Common documentation deficiency areas include lack of progress in:

* Repetitive clinical notes frequently seen stating the same things over and over with no patient progress identified; how is it that the clinician is unable to teach a new med successfully within a visit or two?

* Notes from different disciplines that reflect a lack of plan coordination

* Visit notes that do not substantiate orders and goals on Plan of Care/485.

* Clinical interventions without orders.

* If a chronic diagnosis is the primary reason for ongoing care, the skilled nurse should be VERY VERY clear as to why (s)he is still making visits.

* If visit notes do not EACH stand alone and justify care, the clinical visits are at risk.

The casemix co-morbidities; such as CHF, CAD, COPD, DM, Parkinson’s disease should be included in the diagnoses list. If they are standing alone, the nurse should carefully justify the skilled need because of the chronic disease.

* In justifying observation and assessment, note if:

* There is significant change in meds, treatments, or conditions

* There is teaching, reteaching, and training needed

* The condition or disease symptomology has exacerbated or changed in another way

* Teaching on new medications must include instruction or intervention on the related diagnosis.

The clinician providing injections such as insulin require specific documentation to support the need; specifically, why the patient cannot self inject the med such as tremors, impaired cognitive function, and no willing and capable caregiver.

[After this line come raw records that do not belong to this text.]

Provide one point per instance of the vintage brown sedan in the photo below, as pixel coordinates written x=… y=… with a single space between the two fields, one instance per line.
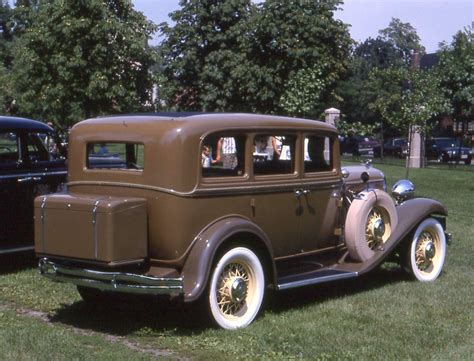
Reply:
x=219 y=207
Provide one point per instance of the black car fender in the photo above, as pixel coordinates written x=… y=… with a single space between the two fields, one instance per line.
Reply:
x=199 y=261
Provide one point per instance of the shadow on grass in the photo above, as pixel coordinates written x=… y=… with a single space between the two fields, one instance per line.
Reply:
x=14 y=262
x=132 y=313
x=129 y=314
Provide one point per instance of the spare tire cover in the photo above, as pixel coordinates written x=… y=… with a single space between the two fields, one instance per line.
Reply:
x=370 y=221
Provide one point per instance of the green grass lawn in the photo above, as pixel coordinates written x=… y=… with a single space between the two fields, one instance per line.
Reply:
x=384 y=315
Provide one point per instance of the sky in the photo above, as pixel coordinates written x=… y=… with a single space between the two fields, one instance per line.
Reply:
x=434 y=20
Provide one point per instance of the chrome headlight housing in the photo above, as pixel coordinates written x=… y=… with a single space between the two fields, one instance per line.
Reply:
x=403 y=190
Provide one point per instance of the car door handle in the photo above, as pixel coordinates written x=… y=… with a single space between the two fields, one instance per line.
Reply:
x=28 y=179
x=24 y=180
x=302 y=192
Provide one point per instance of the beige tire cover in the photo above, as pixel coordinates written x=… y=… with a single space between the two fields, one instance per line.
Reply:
x=358 y=223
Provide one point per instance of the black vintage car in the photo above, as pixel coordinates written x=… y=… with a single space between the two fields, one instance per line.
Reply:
x=447 y=150
x=31 y=164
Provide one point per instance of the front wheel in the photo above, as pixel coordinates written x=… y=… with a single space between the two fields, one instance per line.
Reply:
x=236 y=288
x=427 y=251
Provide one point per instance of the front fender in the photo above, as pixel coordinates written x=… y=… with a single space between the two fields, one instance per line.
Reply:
x=198 y=264
x=410 y=214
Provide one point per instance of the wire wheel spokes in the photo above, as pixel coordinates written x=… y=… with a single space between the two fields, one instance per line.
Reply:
x=425 y=252
x=233 y=288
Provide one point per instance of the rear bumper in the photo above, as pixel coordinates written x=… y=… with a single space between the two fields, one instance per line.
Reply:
x=110 y=281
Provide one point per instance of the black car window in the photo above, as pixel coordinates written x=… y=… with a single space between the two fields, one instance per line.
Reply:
x=112 y=155
x=8 y=147
x=317 y=154
x=223 y=155
x=274 y=154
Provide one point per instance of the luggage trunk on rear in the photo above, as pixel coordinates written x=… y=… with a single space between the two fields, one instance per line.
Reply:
x=90 y=227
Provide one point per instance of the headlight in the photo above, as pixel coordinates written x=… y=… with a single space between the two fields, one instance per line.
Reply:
x=403 y=190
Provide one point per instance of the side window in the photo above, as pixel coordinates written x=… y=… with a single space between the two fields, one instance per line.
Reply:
x=317 y=154
x=223 y=155
x=36 y=146
x=111 y=155
x=274 y=154
x=8 y=147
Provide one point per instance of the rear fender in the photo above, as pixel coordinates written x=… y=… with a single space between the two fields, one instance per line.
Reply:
x=198 y=264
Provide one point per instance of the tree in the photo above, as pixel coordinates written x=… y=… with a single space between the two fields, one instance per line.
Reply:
x=77 y=59
x=456 y=71
x=233 y=55
x=203 y=55
x=393 y=48
x=404 y=38
x=5 y=33
x=407 y=98
x=372 y=53
x=300 y=51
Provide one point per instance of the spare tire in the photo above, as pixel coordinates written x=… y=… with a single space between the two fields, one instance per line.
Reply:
x=370 y=221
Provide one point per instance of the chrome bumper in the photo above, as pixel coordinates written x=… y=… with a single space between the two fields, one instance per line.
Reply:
x=110 y=281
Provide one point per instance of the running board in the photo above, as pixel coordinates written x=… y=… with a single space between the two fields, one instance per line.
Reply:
x=18 y=249
x=312 y=278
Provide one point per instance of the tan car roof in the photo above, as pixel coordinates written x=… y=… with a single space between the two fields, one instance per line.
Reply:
x=172 y=143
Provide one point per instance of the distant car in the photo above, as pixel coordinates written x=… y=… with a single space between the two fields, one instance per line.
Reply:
x=30 y=165
x=447 y=150
x=359 y=145
x=397 y=147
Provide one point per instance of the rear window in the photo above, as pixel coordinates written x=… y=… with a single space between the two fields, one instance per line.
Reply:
x=112 y=155
x=8 y=147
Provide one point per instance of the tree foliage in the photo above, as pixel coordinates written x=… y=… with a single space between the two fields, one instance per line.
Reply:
x=77 y=59
x=456 y=72
x=234 y=55
x=404 y=38
x=407 y=97
x=204 y=55
x=392 y=49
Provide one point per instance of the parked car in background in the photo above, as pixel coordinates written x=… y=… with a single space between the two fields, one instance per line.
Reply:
x=30 y=165
x=218 y=207
x=396 y=147
x=358 y=145
x=447 y=150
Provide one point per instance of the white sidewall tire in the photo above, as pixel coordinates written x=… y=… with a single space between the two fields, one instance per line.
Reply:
x=432 y=225
x=356 y=222
x=245 y=256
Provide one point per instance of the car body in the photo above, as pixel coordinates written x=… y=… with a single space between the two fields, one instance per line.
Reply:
x=396 y=147
x=218 y=207
x=359 y=145
x=447 y=150
x=27 y=169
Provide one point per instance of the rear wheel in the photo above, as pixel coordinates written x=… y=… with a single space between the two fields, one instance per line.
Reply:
x=427 y=251
x=236 y=288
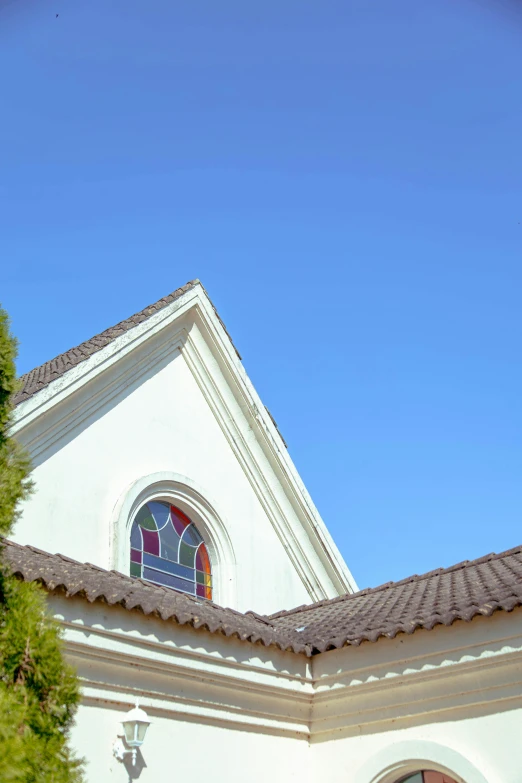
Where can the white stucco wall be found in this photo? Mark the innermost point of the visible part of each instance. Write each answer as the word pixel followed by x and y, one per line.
pixel 170 398
pixel 449 699
pixel 176 750
pixel 163 424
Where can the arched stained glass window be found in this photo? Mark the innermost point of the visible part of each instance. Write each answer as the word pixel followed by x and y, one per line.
pixel 427 777
pixel 167 549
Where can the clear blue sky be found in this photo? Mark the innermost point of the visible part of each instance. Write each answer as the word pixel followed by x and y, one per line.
pixel 346 180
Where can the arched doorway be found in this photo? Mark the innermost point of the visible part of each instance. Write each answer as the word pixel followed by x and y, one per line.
pixel 427 776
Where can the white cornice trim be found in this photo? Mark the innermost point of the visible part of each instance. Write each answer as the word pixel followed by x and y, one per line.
pixel 190 325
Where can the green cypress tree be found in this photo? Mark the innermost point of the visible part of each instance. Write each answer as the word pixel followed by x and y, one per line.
pixel 38 691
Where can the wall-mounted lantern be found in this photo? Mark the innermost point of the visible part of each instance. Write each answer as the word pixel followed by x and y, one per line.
pixel 135 725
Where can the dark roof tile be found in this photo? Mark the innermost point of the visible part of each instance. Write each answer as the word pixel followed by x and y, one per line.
pixel 36 379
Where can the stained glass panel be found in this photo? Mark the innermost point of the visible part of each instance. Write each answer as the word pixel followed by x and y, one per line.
pixel 167 549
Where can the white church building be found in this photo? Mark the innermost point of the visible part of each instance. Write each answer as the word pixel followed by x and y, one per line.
pixel 187 539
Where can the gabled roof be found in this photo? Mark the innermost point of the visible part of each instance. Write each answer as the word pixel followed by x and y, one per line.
pixel 461 592
pixel 60 574
pixel 441 597
pixel 41 376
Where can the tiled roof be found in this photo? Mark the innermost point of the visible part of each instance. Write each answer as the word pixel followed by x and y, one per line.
pixel 61 574
pixel 461 592
pixel 471 588
pixel 41 376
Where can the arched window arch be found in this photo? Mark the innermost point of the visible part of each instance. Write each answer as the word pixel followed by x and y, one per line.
pixel 166 548
pixel 427 776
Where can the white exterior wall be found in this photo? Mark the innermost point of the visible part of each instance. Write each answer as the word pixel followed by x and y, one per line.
pixel 470 749
pixel 168 403
pixel 449 699
pixel 179 751
pixel 163 426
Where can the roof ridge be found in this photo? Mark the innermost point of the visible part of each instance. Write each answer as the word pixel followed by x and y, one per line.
pixel 388 585
pixel 41 376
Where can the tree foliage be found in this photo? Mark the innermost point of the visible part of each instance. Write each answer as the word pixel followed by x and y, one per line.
pixel 38 690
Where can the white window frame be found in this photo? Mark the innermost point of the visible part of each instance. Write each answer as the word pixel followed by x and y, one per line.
pixel 192 499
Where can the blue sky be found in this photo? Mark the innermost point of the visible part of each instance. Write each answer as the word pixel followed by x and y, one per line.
pixel 346 180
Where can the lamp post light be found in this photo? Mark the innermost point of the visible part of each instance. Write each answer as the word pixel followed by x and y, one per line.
pixel 135 725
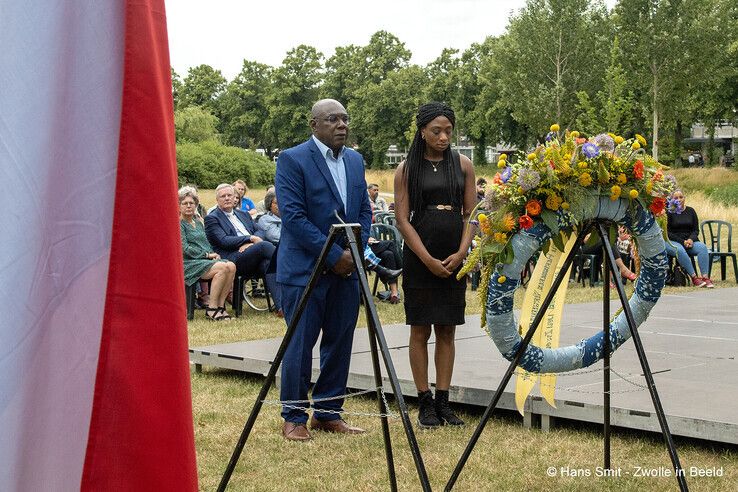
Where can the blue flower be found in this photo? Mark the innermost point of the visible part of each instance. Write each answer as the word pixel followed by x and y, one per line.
pixel 590 150
pixel 528 179
pixel 605 142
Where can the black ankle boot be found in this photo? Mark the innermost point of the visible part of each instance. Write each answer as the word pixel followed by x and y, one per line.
pixel 427 417
pixel 443 410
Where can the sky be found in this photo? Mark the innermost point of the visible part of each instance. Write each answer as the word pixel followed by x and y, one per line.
pixel 222 33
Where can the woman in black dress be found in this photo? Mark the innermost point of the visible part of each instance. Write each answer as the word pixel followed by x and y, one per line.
pixel 434 195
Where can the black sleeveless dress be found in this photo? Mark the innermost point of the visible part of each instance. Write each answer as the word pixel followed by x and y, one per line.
pixel 430 299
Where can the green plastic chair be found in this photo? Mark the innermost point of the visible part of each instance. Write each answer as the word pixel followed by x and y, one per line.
pixel 712 236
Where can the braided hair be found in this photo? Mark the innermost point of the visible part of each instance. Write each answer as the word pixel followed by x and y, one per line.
pixel 413 170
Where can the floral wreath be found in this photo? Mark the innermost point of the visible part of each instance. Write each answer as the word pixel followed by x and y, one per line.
pixel 542 199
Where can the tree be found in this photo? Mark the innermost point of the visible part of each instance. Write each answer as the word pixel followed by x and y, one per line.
pixel 202 87
pixel 295 88
pixel 243 107
pixel 653 36
pixel 612 108
pixel 176 88
pixel 443 78
pixel 195 124
pixel 552 50
pixel 382 112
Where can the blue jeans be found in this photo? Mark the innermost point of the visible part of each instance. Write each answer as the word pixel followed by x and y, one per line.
pixel 682 254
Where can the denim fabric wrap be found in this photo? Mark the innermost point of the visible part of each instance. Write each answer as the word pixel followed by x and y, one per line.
pixel 503 328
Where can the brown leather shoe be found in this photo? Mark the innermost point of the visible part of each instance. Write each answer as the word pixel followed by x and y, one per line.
pixel 295 432
pixel 340 426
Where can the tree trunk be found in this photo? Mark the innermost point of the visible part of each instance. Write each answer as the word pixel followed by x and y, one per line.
pixel 480 152
pixel 655 151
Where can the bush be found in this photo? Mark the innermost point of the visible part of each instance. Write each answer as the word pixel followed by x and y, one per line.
pixel 207 164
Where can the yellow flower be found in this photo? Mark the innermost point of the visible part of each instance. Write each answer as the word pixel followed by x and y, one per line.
pixel 553 202
pixel 585 179
pixel 508 222
pixel 615 192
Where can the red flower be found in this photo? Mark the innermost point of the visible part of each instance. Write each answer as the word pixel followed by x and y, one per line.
pixel 638 169
pixel 525 222
pixel 657 206
pixel 533 207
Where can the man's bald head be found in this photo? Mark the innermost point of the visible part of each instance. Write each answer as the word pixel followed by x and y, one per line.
pixel 329 122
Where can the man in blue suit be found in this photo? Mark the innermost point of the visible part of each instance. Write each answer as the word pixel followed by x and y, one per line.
pixel 315 180
pixel 234 236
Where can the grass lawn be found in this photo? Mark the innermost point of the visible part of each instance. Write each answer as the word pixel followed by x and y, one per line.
pixel 507 456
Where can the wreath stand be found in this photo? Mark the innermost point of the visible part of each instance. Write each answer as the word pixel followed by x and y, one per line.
pixel 376 336
pixel 600 227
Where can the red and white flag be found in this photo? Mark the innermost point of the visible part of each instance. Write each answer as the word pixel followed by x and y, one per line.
pixel 94 377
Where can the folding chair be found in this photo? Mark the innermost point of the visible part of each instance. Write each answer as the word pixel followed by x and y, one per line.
pixel 715 230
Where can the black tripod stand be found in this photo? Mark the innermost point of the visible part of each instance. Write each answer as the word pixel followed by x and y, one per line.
pixel 600 228
pixel 376 336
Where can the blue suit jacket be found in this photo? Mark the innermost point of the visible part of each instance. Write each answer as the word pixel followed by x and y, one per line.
pixel 308 197
pixel 222 235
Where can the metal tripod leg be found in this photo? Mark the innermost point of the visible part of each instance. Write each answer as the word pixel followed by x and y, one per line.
pixel 563 273
pixel 375 330
pixel 610 259
pixel 314 277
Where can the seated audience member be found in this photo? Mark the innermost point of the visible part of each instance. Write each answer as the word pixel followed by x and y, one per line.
pixel 596 249
pixel 271 223
pixel 200 261
pixel 385 252
pixel 234 236
pixel 378 203
pixel 683 230
pixel 261 208
pixel 244 203
pixel 481 189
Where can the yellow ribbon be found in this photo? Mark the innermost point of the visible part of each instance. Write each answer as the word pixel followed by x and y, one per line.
pixel 547 334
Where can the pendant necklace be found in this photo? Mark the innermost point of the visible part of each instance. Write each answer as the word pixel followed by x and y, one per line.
pixel 435 164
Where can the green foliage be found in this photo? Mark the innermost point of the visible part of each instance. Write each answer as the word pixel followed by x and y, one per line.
pixel 202 87
pixel 294 90
pixel 243 107
pixel 209 163
pixel 195 124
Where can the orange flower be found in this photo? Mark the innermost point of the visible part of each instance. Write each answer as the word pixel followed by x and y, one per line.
pixel 657 206
pixel 638 169
pixel 533 207
pixel 508 222
pixel 525 222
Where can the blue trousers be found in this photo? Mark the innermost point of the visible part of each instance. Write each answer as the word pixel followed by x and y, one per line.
pixel 682 254
pixel 333 309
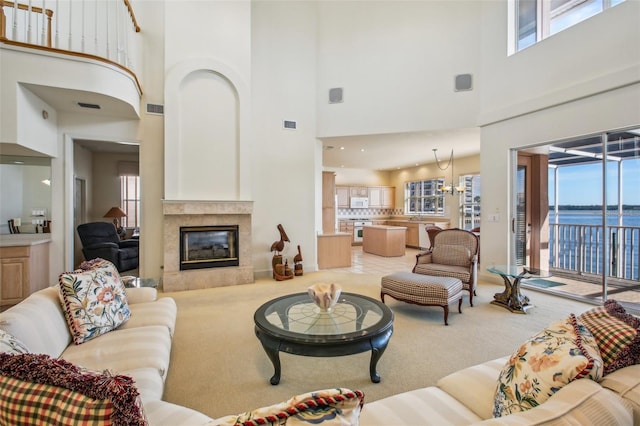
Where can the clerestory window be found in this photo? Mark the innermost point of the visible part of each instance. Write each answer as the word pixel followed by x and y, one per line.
pixel 536 20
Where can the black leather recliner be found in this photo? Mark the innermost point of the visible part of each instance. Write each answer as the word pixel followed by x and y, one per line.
pixel 100 239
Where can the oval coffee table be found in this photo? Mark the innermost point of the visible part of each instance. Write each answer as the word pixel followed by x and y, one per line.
pixel 295 324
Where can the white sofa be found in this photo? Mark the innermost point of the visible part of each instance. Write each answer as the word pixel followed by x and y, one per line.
pixel 466 398
pixel 141 348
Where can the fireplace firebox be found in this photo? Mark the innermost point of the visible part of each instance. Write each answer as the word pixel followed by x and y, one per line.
pixel 208 246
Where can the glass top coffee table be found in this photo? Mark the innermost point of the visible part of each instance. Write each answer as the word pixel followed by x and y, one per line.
pixel 511 298
pixel 295 324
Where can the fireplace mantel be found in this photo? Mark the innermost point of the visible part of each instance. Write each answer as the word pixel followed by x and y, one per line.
pixel 205 213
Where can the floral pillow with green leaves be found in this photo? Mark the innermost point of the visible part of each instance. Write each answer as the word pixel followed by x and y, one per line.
pixel 562 352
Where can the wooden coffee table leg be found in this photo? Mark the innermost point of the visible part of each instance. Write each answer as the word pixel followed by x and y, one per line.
pixel 274 356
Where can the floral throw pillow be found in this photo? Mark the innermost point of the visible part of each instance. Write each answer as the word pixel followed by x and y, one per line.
pixel 562 352
pixel 617 334
pixel 11 345
pixel 94 302
pixel 340 407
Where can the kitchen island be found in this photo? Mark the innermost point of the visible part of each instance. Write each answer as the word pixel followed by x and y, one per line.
pixel 384 240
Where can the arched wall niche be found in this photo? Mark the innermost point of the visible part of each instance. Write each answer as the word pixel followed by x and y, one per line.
pixel 206 133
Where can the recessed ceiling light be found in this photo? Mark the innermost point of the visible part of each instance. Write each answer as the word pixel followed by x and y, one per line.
pixel 88 105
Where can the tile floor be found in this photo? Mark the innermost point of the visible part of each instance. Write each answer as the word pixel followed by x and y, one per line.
pixel 366 263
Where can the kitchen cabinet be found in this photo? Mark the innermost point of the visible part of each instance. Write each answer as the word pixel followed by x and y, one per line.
pixel 382 197
pixel 412 238
pixel 342 193
pixel 334 251
pixel 358 191
pixel 24 266
pixel 346 226
pixel 328 202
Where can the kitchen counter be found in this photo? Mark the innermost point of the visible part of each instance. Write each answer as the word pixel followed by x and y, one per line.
pixel 384 240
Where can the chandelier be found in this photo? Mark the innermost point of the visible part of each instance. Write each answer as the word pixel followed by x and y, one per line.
pixel 451 188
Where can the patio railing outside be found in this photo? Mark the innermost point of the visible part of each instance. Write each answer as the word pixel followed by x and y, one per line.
pixel 578 249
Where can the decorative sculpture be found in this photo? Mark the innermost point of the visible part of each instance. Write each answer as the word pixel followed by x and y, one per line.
pixel 325 295
pixel 278 246
pixel 297 263
pixel 280 272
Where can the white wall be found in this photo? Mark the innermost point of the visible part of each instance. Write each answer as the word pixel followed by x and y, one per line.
pixel 396 62
pixel 582 81
pixel 286 164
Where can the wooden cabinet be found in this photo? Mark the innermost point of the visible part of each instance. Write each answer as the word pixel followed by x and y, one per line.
pixel 334 251
pixel 358 191
pixel 23 270
pixel 328 202
pixel 342 193
pixel 412 233
pixel 381 197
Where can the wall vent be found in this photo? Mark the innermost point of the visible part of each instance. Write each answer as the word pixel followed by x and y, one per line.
pixel 463 82
pixel 155 109
pixel 291 125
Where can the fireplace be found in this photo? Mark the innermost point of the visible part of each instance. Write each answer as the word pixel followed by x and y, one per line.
pixel 208 246
pixel 207 216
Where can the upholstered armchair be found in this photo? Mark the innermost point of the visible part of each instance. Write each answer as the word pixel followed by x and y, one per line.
pixel 100 239
pixel 453 253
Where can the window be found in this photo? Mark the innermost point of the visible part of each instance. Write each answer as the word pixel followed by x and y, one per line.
pixel 130 200
pixel 538 19
pixel 470 202
pixel 129 193
pixel 424 197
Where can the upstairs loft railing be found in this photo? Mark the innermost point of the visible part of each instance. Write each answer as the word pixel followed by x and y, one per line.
pixel 105 30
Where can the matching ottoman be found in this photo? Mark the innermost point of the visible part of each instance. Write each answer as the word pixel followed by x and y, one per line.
pixel 423 290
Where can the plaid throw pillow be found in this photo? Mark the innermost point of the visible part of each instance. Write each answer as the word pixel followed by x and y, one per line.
pixel 36 389
pixel 617 335
pixel 340 407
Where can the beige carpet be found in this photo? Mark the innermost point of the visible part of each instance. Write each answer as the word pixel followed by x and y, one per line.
pixel 218 366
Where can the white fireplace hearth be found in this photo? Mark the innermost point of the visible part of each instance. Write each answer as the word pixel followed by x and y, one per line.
pixel 205 213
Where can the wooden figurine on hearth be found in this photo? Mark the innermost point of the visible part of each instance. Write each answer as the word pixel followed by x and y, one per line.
pixel 297 263
pixel 280 269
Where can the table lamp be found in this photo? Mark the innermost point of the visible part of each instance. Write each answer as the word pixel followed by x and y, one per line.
pixel 116 213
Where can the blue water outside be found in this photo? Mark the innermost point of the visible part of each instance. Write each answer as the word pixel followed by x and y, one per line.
pixel 591 253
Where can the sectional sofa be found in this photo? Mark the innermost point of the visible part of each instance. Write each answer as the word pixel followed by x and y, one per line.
pixel 589 365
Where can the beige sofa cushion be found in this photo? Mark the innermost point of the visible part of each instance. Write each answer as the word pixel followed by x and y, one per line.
pixel 626 383
pixel 161 312
pixel 581 402
pixel 475 386
pixel 39 323
pixel 426 406
pixel 122 350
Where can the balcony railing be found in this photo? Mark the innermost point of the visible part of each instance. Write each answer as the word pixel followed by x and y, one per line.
pixel 578 249
pixel 99 29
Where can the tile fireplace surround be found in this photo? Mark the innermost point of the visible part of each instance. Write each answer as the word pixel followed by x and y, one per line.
pixel 205 213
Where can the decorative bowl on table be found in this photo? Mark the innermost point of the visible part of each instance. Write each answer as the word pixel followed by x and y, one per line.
pixel 325 295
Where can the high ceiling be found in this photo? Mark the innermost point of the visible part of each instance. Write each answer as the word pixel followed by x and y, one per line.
pixel 398 150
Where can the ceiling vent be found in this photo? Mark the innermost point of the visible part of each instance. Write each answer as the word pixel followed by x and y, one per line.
pixel 155 109
pixel 88 105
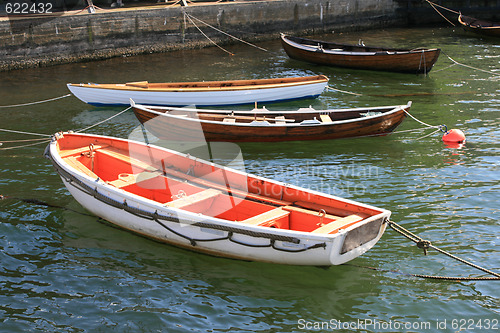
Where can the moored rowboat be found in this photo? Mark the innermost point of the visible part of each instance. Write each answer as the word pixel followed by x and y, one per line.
pixel 417 61
pixel 260 125
pixel 206 93
pixel 184 201
pixel 481 27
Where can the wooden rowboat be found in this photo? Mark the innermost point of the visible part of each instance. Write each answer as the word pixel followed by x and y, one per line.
pixel 207 93
pixel 184 201
pixel 417 61
pixel 481 27
pixel 259 125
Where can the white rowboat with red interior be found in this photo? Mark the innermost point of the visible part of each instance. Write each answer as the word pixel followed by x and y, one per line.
pixel 188 202
pixel 203 93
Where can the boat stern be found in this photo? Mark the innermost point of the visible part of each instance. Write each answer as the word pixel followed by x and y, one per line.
pixel 359 238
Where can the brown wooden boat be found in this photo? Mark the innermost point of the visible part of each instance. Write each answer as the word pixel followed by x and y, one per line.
pixel 261 125
pixel 419 61
pixel 481 27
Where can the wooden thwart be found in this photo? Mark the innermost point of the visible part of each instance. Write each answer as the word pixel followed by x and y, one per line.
pixel 193 198
pixel 268 216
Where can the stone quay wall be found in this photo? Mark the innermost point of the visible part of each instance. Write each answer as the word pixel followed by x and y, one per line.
pixel 73 36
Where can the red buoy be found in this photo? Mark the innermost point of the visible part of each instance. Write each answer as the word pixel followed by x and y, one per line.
pixel 454 136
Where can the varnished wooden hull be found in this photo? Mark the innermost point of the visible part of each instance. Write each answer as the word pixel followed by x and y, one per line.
pixel 480 27
pixel 418 61
pixel 203 128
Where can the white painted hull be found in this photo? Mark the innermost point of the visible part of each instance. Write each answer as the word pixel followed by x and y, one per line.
pixel 228 239
pixel 102 96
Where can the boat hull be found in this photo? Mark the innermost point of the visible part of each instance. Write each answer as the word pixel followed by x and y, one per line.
pixel 171 127
pixel 416 61
pixel 214 236
pixel 102 95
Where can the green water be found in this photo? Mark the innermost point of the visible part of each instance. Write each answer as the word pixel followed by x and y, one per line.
pixel 62 270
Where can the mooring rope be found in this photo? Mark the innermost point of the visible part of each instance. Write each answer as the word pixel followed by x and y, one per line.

Though we have heard this over and over, one of the most common home health reasons for denial is that the documentation does not support medical necessity.

Therapy is STILL under scrutiny

Functional ability improvement is expected or why is therapy present?

Therapy may be covered if the patient or caregiver received teaching that is reasonable and necessary.

In 2008, claims chosen with 10-11 therapy visits and discharge in episode two had a 74% rate of denial essentially due to poor or insufficient documentation displaying no or low progress and/or incongruence between care and OASIS assessment. The 2012-13 expectations are rigorous and denials are imminent if documentation is insufficient or inadequately substative.

The therapy treatment plan must:

* Relate to the exact diagnosis that has required therapy intervention.

* Identify visit frequency and duration.

* Identify the present and prior functional level.

* State specifically the procedures, treatments, and/or exercises to be performed.

* Clearly list the reasonable and measureable goals to be achieved.

* Care must be specific, safe, and effective supported by the diagnoses according to accepted practice.

* Specify the rehab potential.

* Specify the discharge plan.

Additional Ways to Decrease Risk

Adequate documentation begins with the correct diagnosis and being alert for edits. Besides agency PI projects, consider professional coding teams to decrease risk. Third party coding and auditing can provide the buffer needed to diminish risk and increase compliance. It is hard for one or two or a few in-house coders to not only keep up with the average 350 coding changes each year but to also locate the ever changing edits of each FI. The edits are usually disclosed AFTER the MAC probe results. Third party coding firms, like Select Data, monitor the FI sites, newsletters, and alerts to dig for present edits.

Agencies need to be aware the edits will increase over the next year as CMS, the RACs, the MACs, and the Z-PICs ready for ICD-10 and the move from the present 17,000 codes to over 68,000 codes or a 400% increase in codes. Will there be a 400% increase in edits also? Will there be a 400% increase in claim denials? Let us hope not.

Protecting justly due reimbursement starts with proper data gathering, coding to the highest level of specificity with sufficient documentation, and coding specialists looking out for the specific documentation needed. Do you have the coding specialists that you need in place to assist you in protecting your justifiably deserved reimbursement?